Homepage

Homepage

University of Pittsburgh

Instructor: Dan Villarreal, PhD

Class time: Tues/Thurs 1–2:15pm

Class location: Cathedral of Learning 317. (Or remotely on Zoom if I get COVID.)

Office hours: Tues/Thurs 11am–12n. Dan’s office (CL 2806, hang a right if you’ve got your back to Shelome’s office), or remotely on Zoom (ping Dan on Slack first), or via Slack chat (see Communication). No appointment necessary.

Textbook: See below

Overview and course objectives

Data science is a fast-growing and diverse discipline that combines programming, statistics and machine learning, scientific communication, and domain expertise. While most data scientists work in industry, a healthy understanding of data science principles and practices has started to become indispensable in many fields of linguistics research. As a result, we will approach data science in this class with an emphasis on the principles and practices that linguists need to know about how to approach data—how to get data into shape, how to extract a story from data, and how to communicate that story.

Students who successfully complete this course will be able to:

  1. Describe data science practices for data wrangling, analysis, and reporting
  2. Utilize modern software tools for data science as practiced in linguistics research
  3. Apply data science practices and software tools to a linguistics research question

Assignments

Your grade in this class will be based on the following assignments:

Between to-dos and project milestones, there will always be some sort of assignment between classes. These assignments will be due an hour before class (12pm). Assignments will be linked on the schedule.

This course will move fast and cover a lot of topics (including programming topics) in a short amount of time. As such, you will be expected to spend a large amount of time outside of class practicing on your own; good self-study habits are essential to successfully absorbing the course material.
However, while this course is demanding in breadth of topical familiarity, I do not expect you to necessarily achieve a breadth of topical mastery. This will be increasingly the case as the semester proceeds and we get into more-specific tools that aren’t applicable to your own research. Given the massive range of data science tools out there, learning to prioritize and hone your skills selectively is an essential competency you will need to develop.

Percentage grades will be converted to letter grades using the usual grading scale: A+ ≥ 97 > A ≥ 94 > A−, etc.

Requirements

Please update your R to version 4.2.1 so you get the latest and greatest features!
You can easily update your packages by (1) prior to updating R, running dput(rownames(installed.packages())) in the console; (2) copying the result to your clipboard; (3) updating R itself; (4) and running install.packages(PASTE HERE).
If you’ve used RStudio with a previous version of R, you’ll also need to point RStudio to the latest version; go to Tools > Global Options and change the directory under “R Version”.

Clever you, finding an HTML easter egg!
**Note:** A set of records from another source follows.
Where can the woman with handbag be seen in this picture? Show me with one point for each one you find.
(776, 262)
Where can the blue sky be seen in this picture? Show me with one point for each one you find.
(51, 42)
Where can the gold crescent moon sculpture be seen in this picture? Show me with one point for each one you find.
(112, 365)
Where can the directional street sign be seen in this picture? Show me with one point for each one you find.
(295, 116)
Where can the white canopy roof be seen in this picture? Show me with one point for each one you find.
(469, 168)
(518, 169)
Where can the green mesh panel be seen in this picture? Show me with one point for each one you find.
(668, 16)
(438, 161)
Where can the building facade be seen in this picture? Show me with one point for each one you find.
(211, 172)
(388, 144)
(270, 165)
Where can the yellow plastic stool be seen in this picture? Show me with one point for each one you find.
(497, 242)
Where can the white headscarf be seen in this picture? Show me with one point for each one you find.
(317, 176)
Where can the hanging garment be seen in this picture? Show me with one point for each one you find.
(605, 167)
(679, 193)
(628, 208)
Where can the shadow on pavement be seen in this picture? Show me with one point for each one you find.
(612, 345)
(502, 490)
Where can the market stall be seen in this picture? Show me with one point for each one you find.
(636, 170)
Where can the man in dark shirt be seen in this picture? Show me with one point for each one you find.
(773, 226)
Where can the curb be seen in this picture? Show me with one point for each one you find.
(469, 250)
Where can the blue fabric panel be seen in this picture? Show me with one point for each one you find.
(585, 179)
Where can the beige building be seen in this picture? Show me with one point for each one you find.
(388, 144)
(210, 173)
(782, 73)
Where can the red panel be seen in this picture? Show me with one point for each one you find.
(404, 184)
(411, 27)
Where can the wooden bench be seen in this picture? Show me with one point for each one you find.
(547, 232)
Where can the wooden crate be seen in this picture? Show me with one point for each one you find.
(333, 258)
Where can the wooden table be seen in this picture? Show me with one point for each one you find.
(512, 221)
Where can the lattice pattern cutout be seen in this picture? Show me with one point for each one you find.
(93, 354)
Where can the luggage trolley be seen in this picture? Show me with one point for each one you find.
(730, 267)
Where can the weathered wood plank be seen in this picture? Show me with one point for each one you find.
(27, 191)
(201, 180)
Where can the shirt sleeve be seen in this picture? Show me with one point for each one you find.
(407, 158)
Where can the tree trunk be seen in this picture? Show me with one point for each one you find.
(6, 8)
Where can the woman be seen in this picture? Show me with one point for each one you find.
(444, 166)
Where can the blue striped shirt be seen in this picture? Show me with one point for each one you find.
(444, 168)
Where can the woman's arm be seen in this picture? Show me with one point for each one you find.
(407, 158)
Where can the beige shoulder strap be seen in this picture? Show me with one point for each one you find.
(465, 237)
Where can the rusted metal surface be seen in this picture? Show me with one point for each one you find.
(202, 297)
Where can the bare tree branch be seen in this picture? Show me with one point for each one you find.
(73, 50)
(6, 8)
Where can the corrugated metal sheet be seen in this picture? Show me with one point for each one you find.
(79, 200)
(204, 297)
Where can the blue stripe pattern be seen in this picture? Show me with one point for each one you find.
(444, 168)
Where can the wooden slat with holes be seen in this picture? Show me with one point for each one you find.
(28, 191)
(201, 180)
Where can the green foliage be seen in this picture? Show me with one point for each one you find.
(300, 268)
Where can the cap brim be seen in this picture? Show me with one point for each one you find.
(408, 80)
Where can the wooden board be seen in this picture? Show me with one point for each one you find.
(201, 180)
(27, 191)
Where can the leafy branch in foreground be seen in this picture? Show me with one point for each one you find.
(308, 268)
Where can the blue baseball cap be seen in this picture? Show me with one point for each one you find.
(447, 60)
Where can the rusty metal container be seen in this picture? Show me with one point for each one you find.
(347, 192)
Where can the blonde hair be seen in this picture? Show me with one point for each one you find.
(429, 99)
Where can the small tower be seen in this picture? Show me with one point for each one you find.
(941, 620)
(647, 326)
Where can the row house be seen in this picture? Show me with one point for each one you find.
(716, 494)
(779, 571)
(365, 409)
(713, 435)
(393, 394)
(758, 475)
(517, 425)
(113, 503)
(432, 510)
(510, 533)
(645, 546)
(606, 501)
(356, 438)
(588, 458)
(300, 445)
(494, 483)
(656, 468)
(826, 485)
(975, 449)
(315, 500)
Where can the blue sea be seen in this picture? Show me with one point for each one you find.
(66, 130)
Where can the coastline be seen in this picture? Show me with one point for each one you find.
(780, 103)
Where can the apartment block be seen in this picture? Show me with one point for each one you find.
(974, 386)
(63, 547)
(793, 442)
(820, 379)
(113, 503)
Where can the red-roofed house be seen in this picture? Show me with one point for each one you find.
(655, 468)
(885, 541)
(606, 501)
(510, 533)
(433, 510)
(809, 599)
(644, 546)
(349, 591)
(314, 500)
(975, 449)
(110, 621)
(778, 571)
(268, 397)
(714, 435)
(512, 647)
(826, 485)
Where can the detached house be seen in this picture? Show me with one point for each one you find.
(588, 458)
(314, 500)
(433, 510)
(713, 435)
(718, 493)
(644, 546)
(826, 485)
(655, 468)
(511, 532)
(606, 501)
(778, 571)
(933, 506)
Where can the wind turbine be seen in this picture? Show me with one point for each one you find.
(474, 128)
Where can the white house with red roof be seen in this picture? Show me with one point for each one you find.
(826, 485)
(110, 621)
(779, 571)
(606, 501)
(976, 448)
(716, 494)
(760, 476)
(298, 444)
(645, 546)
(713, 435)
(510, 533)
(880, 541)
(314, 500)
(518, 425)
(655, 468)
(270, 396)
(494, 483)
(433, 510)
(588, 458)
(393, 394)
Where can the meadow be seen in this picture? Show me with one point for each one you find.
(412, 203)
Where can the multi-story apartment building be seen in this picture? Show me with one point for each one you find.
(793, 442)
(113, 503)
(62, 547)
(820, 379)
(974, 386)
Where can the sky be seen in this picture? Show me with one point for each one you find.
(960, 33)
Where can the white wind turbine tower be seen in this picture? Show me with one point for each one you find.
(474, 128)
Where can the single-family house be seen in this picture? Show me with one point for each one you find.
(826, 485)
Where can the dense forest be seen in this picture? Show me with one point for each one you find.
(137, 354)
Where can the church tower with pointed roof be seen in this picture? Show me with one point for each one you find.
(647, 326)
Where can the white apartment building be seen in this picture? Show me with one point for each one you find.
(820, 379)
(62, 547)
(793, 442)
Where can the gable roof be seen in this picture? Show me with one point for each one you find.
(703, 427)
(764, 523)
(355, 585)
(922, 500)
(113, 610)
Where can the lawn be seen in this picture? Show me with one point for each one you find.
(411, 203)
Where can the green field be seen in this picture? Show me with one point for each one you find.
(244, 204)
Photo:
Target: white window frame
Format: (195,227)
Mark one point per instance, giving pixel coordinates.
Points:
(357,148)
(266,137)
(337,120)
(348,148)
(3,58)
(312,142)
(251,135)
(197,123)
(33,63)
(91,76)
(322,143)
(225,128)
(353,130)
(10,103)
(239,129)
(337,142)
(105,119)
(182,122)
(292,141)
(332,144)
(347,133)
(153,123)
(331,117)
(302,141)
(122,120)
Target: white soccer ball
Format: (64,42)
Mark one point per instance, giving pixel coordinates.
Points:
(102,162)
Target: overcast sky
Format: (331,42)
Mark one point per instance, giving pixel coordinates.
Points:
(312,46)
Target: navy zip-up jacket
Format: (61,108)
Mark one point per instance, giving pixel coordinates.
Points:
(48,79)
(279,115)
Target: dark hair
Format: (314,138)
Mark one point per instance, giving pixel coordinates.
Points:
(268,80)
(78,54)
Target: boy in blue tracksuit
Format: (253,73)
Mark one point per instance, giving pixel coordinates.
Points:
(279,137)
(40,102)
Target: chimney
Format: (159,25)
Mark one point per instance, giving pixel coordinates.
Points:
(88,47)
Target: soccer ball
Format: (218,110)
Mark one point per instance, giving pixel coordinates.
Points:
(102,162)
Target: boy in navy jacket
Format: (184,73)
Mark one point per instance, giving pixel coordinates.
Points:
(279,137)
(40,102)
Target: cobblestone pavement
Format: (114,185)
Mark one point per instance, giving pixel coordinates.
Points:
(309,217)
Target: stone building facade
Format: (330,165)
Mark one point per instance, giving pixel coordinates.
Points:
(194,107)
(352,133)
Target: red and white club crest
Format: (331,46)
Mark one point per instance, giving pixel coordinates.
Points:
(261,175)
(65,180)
You might have noticed the green bird on the cover of R for data science, which is also our course’s avatar. That’s a kākāpō, a critically endangered New Zealand parrot; as of the start of the semester, there are only 252 kākāpō left. Please consider making a donation to New Zealand’s Kākāpō Recovery—I’ll double-match any student donations (if you donate $10, I’ll donate $20).

Communication

Email is bad. All communication will take place through our class’s Slack workspace (signup link), which you can access via a browser, a desktop app, and/or a mobile app. (You’ll need to set up a free Slack account if you don’t already have one.) Our Slack workspace is your means for asking questions about course content or logistics, and it’s where I’ll post important info about the class. If you like, you can set Slack to notify you of new messages via email. I personally find the Slack mobile app quite useful.

Slack does have a DM feature, which you should use if you want to discuss sensitive information with me (e.g., family emergencies). However, for non-sensitive info, I’d much prefer that you post in the #q-and-a channel so the entire class can benefit from your question.
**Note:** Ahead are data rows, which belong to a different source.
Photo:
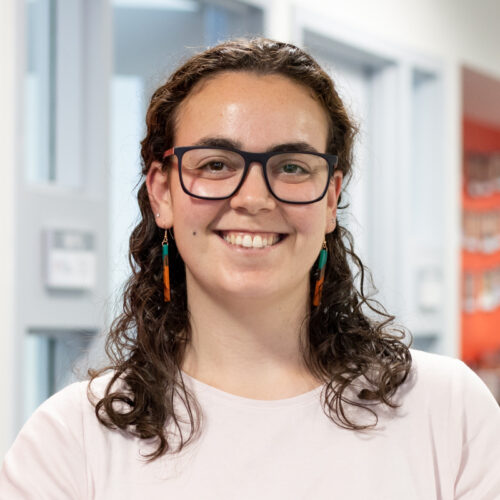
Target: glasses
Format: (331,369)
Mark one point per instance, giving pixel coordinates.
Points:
(215,173)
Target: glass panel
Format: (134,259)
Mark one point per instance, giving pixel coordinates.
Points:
(39,91)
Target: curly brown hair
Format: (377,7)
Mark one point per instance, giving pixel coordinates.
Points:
(350,336)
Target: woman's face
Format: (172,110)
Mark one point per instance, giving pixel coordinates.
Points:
(253,113)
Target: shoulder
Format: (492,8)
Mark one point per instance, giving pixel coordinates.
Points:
(436,372)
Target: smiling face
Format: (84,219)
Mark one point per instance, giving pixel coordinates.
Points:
(250,246)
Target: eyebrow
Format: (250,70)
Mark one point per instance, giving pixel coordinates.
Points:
(223,142)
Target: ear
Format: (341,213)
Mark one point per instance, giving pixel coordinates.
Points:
(332,197)
(160,199)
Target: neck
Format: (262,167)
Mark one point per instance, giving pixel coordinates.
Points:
(249,347)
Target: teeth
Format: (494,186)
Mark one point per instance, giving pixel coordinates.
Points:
(248,242)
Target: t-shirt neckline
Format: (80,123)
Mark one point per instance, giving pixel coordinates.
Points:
(202,389)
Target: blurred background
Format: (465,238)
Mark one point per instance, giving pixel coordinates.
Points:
(421,78)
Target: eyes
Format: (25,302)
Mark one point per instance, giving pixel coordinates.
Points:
(223,167)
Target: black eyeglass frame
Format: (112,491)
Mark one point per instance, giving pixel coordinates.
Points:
(249,158)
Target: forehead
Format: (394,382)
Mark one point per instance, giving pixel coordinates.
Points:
(252,109)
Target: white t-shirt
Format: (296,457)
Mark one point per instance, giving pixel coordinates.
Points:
(442,443)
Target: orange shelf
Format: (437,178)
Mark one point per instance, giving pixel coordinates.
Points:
(473,262)
(480,334)
(480,329)
(482,204)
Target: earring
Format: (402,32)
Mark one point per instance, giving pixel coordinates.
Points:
(320,275)
(166,273)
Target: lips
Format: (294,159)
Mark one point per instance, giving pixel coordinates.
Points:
(246,239)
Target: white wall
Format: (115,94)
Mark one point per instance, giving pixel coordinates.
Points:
(10,148)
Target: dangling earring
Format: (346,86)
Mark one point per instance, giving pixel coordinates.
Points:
(166,274)
(320,275)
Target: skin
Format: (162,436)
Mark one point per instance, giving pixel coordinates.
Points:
(247,306)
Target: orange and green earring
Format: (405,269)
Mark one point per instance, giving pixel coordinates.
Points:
(166,273)
(318,288)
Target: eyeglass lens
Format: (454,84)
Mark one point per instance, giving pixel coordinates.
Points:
(216,173)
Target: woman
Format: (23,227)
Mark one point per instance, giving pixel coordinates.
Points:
(245,364)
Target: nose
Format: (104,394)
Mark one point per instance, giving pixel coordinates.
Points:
(253,195)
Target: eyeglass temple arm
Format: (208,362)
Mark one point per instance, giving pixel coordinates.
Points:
(168,152)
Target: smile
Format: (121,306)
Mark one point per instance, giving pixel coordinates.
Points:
(251,240)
I’ll respond to Slack questions ASAP during office hours (Tuesday/Thursday from 11am–12n), which you can also attend in person (CL 2806, hang a right if you’ve got your back to Shelome’s office). However, questions can be posted to Slack at any time, regardless of whether it’s in the “office hours” timeslot; please note that I generally don’t check Slack on weekends.
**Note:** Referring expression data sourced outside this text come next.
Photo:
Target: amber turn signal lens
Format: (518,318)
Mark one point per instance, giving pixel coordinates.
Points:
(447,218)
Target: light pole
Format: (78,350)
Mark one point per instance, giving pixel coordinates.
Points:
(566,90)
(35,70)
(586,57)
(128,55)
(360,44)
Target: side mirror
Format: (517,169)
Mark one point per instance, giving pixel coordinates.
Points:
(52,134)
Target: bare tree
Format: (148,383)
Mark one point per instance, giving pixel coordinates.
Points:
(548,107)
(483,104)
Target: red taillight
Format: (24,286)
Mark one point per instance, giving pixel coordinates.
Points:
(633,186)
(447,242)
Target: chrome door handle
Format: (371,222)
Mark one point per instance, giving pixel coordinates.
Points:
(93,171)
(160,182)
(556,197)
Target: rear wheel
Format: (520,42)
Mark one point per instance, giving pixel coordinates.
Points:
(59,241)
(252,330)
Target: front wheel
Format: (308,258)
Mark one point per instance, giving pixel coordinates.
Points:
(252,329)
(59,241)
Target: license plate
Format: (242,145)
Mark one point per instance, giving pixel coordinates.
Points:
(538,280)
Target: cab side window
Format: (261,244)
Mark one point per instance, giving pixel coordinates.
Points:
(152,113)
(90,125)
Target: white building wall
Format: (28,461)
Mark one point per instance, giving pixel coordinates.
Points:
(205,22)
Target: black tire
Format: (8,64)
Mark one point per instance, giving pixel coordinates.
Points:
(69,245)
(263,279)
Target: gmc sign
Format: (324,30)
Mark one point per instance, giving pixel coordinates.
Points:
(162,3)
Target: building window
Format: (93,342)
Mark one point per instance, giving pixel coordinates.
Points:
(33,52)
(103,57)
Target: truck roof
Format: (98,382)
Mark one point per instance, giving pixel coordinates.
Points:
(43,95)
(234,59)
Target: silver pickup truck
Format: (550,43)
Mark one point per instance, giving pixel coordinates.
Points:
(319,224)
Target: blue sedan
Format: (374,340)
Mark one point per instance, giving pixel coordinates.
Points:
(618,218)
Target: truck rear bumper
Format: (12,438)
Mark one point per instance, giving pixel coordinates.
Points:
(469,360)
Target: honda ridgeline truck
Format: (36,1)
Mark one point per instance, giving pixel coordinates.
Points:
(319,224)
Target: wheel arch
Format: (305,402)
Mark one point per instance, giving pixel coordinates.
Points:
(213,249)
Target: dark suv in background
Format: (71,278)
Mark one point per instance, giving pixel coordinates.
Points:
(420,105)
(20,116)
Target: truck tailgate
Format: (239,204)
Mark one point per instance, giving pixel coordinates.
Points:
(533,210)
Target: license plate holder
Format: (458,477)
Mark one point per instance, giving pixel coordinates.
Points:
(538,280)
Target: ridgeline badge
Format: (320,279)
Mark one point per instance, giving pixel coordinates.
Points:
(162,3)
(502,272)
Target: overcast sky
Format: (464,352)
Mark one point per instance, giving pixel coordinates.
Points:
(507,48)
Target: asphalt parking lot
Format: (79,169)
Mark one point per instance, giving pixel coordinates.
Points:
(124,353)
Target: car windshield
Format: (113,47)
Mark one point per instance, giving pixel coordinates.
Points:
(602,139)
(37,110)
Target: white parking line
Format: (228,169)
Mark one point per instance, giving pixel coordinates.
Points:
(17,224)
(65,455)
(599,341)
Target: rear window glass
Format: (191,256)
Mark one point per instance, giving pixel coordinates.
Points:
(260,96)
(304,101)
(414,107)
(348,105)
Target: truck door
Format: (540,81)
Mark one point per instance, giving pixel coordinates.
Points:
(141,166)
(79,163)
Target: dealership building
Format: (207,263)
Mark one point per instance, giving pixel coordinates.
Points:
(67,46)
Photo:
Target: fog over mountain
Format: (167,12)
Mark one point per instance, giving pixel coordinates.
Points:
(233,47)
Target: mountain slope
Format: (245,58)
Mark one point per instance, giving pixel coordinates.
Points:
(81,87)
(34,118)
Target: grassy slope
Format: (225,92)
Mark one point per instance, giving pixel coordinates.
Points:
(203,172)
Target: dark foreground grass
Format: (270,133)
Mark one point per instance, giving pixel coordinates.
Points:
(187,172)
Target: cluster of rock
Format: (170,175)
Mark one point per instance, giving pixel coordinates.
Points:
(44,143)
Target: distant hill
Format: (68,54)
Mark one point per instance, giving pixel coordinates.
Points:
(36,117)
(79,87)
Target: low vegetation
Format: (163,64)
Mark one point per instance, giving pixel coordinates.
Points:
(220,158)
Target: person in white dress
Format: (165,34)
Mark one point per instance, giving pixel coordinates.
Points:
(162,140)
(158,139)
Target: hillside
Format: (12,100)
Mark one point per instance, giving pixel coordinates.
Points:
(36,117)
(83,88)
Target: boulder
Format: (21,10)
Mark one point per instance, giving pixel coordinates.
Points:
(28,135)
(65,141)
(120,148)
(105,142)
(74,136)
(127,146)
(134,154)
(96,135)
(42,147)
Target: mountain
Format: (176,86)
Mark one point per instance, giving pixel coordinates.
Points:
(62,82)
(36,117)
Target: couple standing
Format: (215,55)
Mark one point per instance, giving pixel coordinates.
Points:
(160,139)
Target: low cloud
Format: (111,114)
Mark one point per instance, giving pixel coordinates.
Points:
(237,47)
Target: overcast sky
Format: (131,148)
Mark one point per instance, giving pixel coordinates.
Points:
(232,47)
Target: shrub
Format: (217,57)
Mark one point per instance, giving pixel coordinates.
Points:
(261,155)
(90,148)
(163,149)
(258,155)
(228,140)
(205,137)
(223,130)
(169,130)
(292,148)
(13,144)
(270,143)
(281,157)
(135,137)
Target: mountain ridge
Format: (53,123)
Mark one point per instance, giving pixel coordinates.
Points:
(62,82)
During our class meetings, you are encouraged to use the Slack #in-class-chat channel to ask questions, respond to discussion prompts, make a pun to lighten the mood, and anything else you would normally use Zoom chat for. This is especially useful for students who are too shy to speak up or just prefer a written mode to engage with the class.

Course policies

The openness principle, your work, and privacy

Data science, as a young interdisciplinary field, has fully embraced the principle of open, transparent and collaborative mode of scientific inquiry. The overwhelming popularity of GitHub speaks volumes to this ethos. In this class, we too will adopt the principle of openness in most everything we do. However, I recognize that the course is foremost a learning platform and therefore there exist certain expectations of privacy in the work students submit. In order to balance the two considerations, the course will adopt the following tiered privacy policy:

  1. Fully public: Individual students’ projects will be completely open: projects will be developed and submitted via a GitHub public repository in our class GitHub organization, where they are open to the world to view. Some To-dos may also fall under this designation.
  2. Private to the world, shared within class: Submission of most To-dos as well as distribution of data sets with limited access will be done via a private GitHub repository. Students’ work therefore will be fully visible to their classmates but won’t be shared with the world. This promotes collaborative learning among students while ensuring a reasonable level of privacy for their work.
  3. Private: Our class Canvas site will be utilized for the aspects of course work that should remain strictly private between a student and the instructor. Those include posting of grades and feedback on student performance.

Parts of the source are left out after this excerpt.